Washington D.C. [USA], Nov 29 (ANI): It’s an age-old plea for parents to avoid showing conflict and strong negative emotions around their children. However, according to a new research, it’s better to express negative emotions in a healthy way to tamp them down.

The research was published in the Journal of Emotion. The study was conducted on 109 mothers or fathers with their children in San Francisco. The sample was split almost evenly between mothers and fathers, as the scientists wanted to see if any differences existed in the results between genders.

“We wanted to look at how we suppress emotions and how that changes the way parents and kids interact. Kids pick up on suppression, but it’s something a lot of parents think is a good thing to do,” said study author Sara Waters.

First, the researchers gave the parent a stressful task: public speaking with negative feedback provided by the audience. Then, the parents were given an activity to complete with their children, with some randomly told to suppress their emotions. The others were told to act naturally.

The activity was the same for all pairs, working together to assemble a Lego project. However, the kids, ages 7-11, received the paper instructions but weren’t allowed to touch the Legos. The parents had to assemble the project, but couldn’t look at the instructions. This forced them to work together closely to succeed.

“We were interested in behaviors. We looked at the responsiveness, warmth, quality of the interactions, how the parent provided guidance for the child,” said Waters.

Waters and her co-authors had a team of undergraduate research assistants watch all 109 videos of the interactions to mark every instance of warmth, guidance, and other emotions.

Both the parent and the child were also hooked up to a variety of sensors, to measure heart rate, stress levels, etc. The study authors combined that data with the coding done by the assistants to get their results.

“The act of trying to suppress their stress made parents less positive partners during the Lego task. They offered less guidance, but it wasn’t just the parents who responded. Those kids were less responsive and positive to their parents. It’s almost like the parents were transmitting those emotions,” added Waters.

The researchers also found out that that emotional suppression made kids more sensitive to their mothers. The children showed less change in their responses when a father was suppressing his emotions.

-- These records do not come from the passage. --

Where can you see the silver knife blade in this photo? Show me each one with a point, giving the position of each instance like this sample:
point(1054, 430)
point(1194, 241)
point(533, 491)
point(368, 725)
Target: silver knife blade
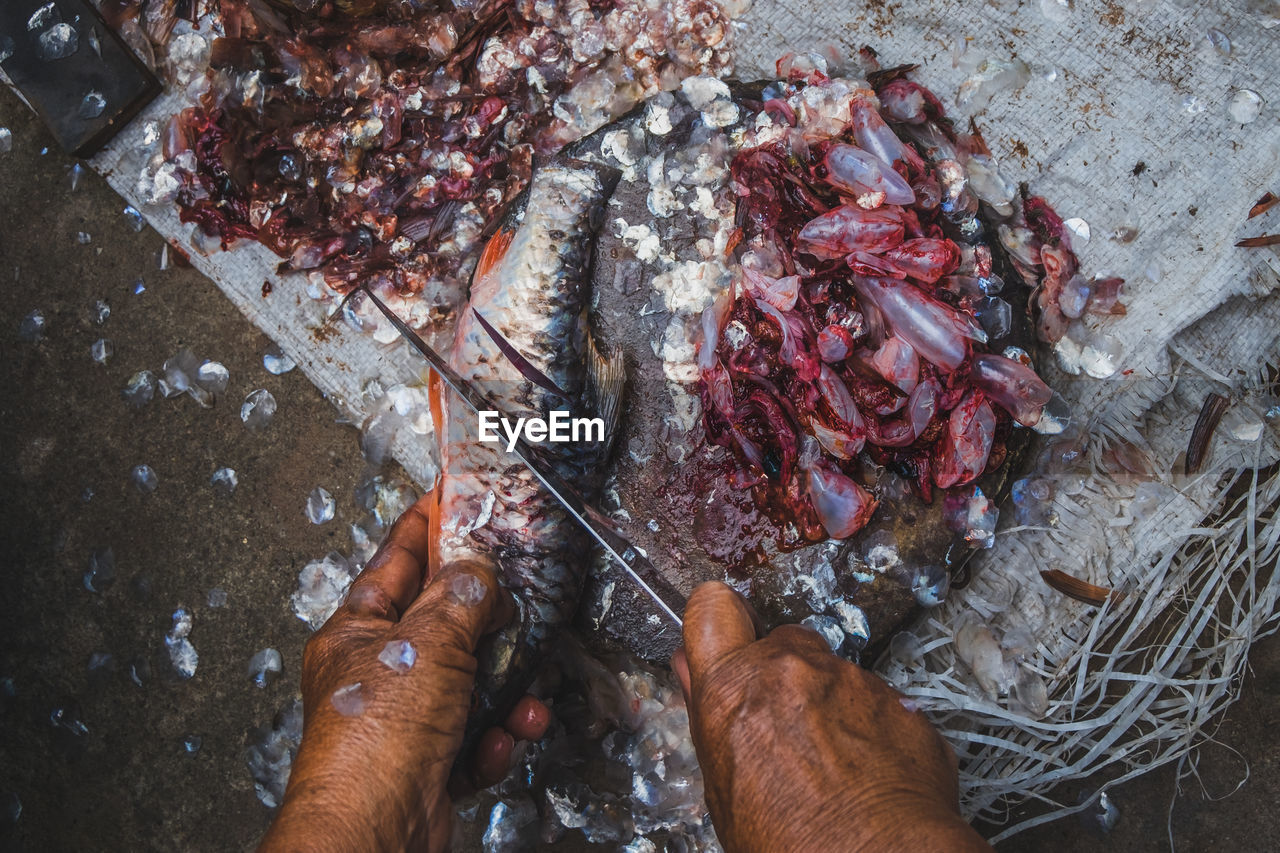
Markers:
point(631, 559)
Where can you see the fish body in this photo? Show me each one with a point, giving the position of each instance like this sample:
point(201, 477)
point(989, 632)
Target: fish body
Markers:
point(524, 338)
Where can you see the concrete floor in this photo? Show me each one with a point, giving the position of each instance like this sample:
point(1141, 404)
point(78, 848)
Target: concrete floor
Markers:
point(127, 783)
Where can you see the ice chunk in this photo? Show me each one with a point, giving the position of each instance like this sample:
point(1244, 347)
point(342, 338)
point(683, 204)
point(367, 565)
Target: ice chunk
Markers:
point(32, 327)
point(257, 409)
point(277, 361)
point(853, 623)
point(1246, 105)
point(880, 551)
point(931, 584)
point(981, 518)
point(264, 666)
point(350, 699)
point(101, 350)
point(182, 653)
point(101, 570)
point(321, 587)
point(145, 478)
point(398, 655)
point(272, 751)
point(991, 77)
point(213, 377)
point(58, 42)
point(320, 506)
point(467, 589)
point(92, 105)
point(224, 480)
point(510, 828)
point(133, 218)
point(827, 628)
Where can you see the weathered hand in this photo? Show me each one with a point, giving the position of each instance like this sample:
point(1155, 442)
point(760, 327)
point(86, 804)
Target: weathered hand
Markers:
point(803, 751)
point(378, 779)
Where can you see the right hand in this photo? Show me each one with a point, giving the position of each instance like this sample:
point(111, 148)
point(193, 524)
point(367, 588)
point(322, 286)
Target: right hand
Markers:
point(803, 751)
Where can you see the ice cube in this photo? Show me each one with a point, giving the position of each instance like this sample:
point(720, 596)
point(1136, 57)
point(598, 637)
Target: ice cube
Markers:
point(101, 666)
point(183, 656)
point(257, 409)
point(182, 623)
point(320, 506)
point(881, 551)
point(931, 584)
point(145, 478)
point(92, 105)
point(224, 480)
point(133, 218)
point(32, 327)
point(58, 42)
point(277, 361)
point(140, 670)
point(179, 372)
point(350, 699)
point(264, 666)
point(467, 589)
point(400, 656)
point(213, 377)
point(101, 570)
point(101, 350)
point(1244, 106)
point(321, 587)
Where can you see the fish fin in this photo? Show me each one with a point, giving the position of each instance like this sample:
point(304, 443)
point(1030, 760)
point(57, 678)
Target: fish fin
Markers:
point(607, 374)
point(494, 251)
point(434, 396)
point(524, 365)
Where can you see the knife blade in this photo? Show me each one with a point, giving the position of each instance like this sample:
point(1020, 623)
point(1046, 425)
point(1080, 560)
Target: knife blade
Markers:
point(632, 560)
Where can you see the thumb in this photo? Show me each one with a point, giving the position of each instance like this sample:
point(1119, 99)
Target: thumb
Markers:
point(461, 603)
point(717, 621)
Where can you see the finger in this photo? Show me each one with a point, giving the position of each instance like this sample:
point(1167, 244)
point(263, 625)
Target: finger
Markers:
point(717, 621)
point(393, 575)
point(492, 757)
point(461, 603)
point(529, 720)
point(680, 666)
point(798, 638)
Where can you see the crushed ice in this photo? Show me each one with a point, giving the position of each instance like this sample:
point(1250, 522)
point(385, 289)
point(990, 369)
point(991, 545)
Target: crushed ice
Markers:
point(264, 666)
point(257, 409)
point(398, 655)
point(182, 653)
point(320, 506)
point(350, 699)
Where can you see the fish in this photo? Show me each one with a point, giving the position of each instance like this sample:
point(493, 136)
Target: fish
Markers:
point(819, 497)
point(525, 338)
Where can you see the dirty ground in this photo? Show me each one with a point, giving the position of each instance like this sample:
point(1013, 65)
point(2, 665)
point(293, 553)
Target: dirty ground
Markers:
point(64, 430)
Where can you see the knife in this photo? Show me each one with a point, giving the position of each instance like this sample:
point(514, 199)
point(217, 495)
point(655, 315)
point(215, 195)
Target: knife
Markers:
point(615, 543)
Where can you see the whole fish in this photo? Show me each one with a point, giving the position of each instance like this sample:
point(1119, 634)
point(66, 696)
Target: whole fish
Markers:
point(525, 338)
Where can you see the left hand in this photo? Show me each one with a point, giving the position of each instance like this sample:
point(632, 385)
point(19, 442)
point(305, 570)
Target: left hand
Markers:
point(378, 779)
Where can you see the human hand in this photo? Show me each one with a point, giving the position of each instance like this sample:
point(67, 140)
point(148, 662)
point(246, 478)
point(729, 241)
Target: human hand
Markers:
point(803, 751)
point(378, 779)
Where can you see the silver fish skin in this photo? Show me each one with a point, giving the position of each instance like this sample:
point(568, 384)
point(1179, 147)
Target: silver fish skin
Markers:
point(533, 287)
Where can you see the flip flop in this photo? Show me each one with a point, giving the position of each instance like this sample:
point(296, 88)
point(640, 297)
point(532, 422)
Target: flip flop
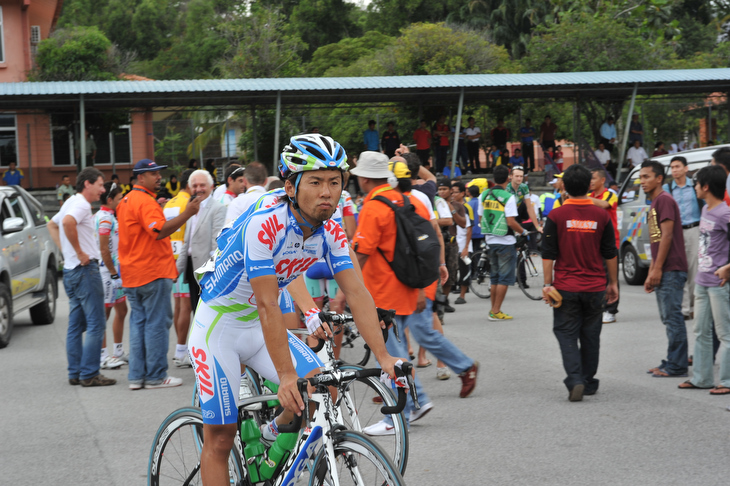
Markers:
point(688, 385)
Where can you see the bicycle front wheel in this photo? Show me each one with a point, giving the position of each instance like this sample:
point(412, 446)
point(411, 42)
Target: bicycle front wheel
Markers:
point(359, 411)
point(481, 283)
point(529, 274)
point(357, 460)
point(175, 455)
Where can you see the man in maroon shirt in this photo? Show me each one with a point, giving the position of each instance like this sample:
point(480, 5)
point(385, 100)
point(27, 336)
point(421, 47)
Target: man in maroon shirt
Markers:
point(668, 270)
point(577, 238)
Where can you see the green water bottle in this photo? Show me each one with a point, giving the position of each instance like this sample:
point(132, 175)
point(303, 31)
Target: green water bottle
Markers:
point(254, 449)
point(277, 453)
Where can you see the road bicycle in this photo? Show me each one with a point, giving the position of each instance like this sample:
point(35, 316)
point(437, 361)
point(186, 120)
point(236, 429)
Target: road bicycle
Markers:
point(323, 453)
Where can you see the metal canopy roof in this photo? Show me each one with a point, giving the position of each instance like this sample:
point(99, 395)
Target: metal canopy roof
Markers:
point(410, 89)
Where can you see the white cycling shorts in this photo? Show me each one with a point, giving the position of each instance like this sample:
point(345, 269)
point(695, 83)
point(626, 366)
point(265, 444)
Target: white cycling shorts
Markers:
point(219, 344)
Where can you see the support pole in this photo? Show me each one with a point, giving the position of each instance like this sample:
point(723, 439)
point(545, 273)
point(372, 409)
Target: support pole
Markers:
point(276, 130)
point(625, 140)
point(457, 129)
point(82, 135)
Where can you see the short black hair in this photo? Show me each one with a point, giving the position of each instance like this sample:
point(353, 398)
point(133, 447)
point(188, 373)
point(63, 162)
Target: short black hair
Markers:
point(501, 174)
point(712, 176)
point(90, 174)
point(655, 167)
point(577, 180)
point(722, 157)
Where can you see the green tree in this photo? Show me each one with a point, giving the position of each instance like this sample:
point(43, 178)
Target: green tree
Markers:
point(76, 54)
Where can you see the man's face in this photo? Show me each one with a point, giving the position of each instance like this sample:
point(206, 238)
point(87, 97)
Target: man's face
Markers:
point(200, 186)
point(649, 180)
point(95, 190)
point(319, 192)
point(679, 170)
point(597, 182)
point(150, 180)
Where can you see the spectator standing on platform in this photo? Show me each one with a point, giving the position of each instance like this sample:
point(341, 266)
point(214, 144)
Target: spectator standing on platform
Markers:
point(608, 134)
point(668, 269)
point(371, 137)
point(527, 137)
point(690, 211)
point(579, 238)
point(72, 229)
point(66, 188)
point(422, 137)
point(547, 133)
point(148, 268)
point(473, 134)
point(391, 140)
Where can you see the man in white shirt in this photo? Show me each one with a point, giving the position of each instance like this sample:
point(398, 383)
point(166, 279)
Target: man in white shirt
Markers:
point(72, 229)
point(255, 176)
point(636, 154)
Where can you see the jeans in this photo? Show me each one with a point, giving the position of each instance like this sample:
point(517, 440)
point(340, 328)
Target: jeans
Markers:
point(400, 349)
point(149, 331)
point(711, 303)
point(669, 298)
point(579, 320)
point(86, 314)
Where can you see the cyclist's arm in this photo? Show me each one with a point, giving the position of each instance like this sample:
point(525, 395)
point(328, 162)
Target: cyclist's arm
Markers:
point(266, 291)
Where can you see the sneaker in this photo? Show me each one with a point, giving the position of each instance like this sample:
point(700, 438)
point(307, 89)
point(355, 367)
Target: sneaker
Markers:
point(98, 380)
point(576, 394)
point(168, 382)
point(381, 428)
point(183, 362)
point(419, 414)
point(111, 363)
point(469, 380)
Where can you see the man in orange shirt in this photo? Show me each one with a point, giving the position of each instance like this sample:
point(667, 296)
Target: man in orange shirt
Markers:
point(148, 268)
point(374, 244)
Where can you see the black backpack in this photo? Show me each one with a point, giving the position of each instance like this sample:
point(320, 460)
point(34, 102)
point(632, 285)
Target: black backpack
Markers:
point(417, 248)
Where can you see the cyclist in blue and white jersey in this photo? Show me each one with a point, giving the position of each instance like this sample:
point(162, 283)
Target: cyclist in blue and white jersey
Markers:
point(239, 320)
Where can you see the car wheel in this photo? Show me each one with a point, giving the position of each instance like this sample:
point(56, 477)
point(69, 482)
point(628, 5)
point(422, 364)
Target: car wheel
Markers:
point(45, 312)
point(6, 315)
point(634, 274)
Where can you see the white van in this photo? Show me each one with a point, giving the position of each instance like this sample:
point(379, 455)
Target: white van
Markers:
point(635, 250)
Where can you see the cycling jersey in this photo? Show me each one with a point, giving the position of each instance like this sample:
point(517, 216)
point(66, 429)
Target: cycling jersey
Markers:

In previous research, it has been found that, in general, men are more likely to suppress their emotions. Waters suspects that it’s possible a father suppressing his emotions isn’t unusual, so it didn’t have as much impact on the kids in this study.

“Kids are good at picking up subtle cues from emotions. If they feel something negative has happened, and the parents are acting normal and not addressing it, that’s confusing for them. Those are two conflicting messages being sent,” said Waters.

Rather than suppressing emotions in front of your children, Waters suggests the best course of action is to let kids see a healthy conflict, from start to resolution. [source_without_link]ANI[/source_without_link]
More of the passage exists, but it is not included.